No programa, uma das empregadas, já muito antiga na casa, boa cantora, acabara de ganhar um disco dela gravado no estúdio da patroa. E ela, que estava nos trinques, bem vestida, avisou que uniforme é melhor.
"O que adianta a patroa me levar para sair e eu me arrumar toda do jeito que ela anda, isto é, querer me fazer passar por amiga dela? No primeiro encontro que tivermos e eu abrir a boca, vão ver que sou uma boba fantasiada de patroa. Nem entendo do que estão falando, cada uma no seu galho é melhor."
A certa altura, passaram um filminho captado por câmera escondida em que a patroa saía, e a empregada voava pela casa no triciclo do garoto, uma coisa engraçadíssima. Quem diria que uma adulta teria aquela vontade de ficar de bicicletinha de três rodas pela casa, pelas salas, pelos quartos? Nada demais, mas uma pândega.
A patroa se virou para a tal empregada sábia e cantora e comentou: "Acho que não existe nada que você queira fazer lá em casa que não faça, não é?".
A moça sacudiu a cabeça num sim, mas ficou de olho parado e resolveu contar a verdade. Estava tão à vontade ali, com o sorriso da Lorena, a simpatia da patroa...
"A senhora sabe aqueles Budas que ficam sentados nas mesas de vidro, no meio da sala? Bem que eu tenho um sonho... É me transformar em um, dobrar as pernas e ficar lá imóvel, enquanto o mundo inteiro girasse à minha volta."
Era de se ver a cara da patroa, caiu o queixo, mesmo, nunca lhe passaria pela cabeça que uma cozinheira tão paparicada quisesse entrar em alfa, em absoluto retiro espiritual. Pois é.
Complicado esse relacionamento. E ainda tem aquelas que gostam de discutir a relação diariamente, um trabalho...
A Betty Lago, em "Saia Justa", de vez em quando fala do seu relacionamento com a empregada. Saem juntas, viajam juntas, brigam, fazem as pazes, é uma amiga. Na hora do almoço é possível encontrar a moça sentada no sofá, perguntando de onde vão encomendar o almoço, do chinês de palitinho, ou um bom hambúrguer?

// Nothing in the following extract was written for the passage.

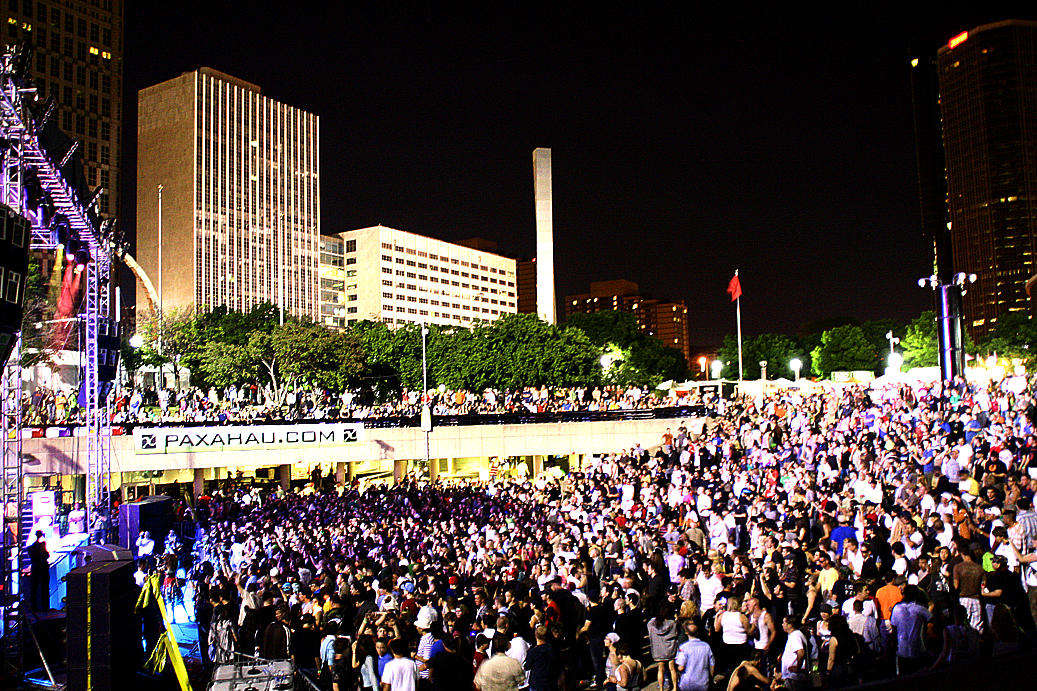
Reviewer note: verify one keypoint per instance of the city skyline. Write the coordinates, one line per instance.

Cada uma vai resolvendo o problema a seu jeito, pois é um problema, com certeza, o encontro de duas personalidades tão diferentes na proa da mesma casa. Enquanto isso, uma delas não entrava no escritório nem morta. A patroa estranhou, chamou às falas, e ela, de nariz arrebitado: "Tá pensando o quê? Este negócio aí, o computador, cheio de vírus, e eu passando pano nele? Pra lá, de vírus chega os do ônibus com o pessoal espirrando na minha cacunda...".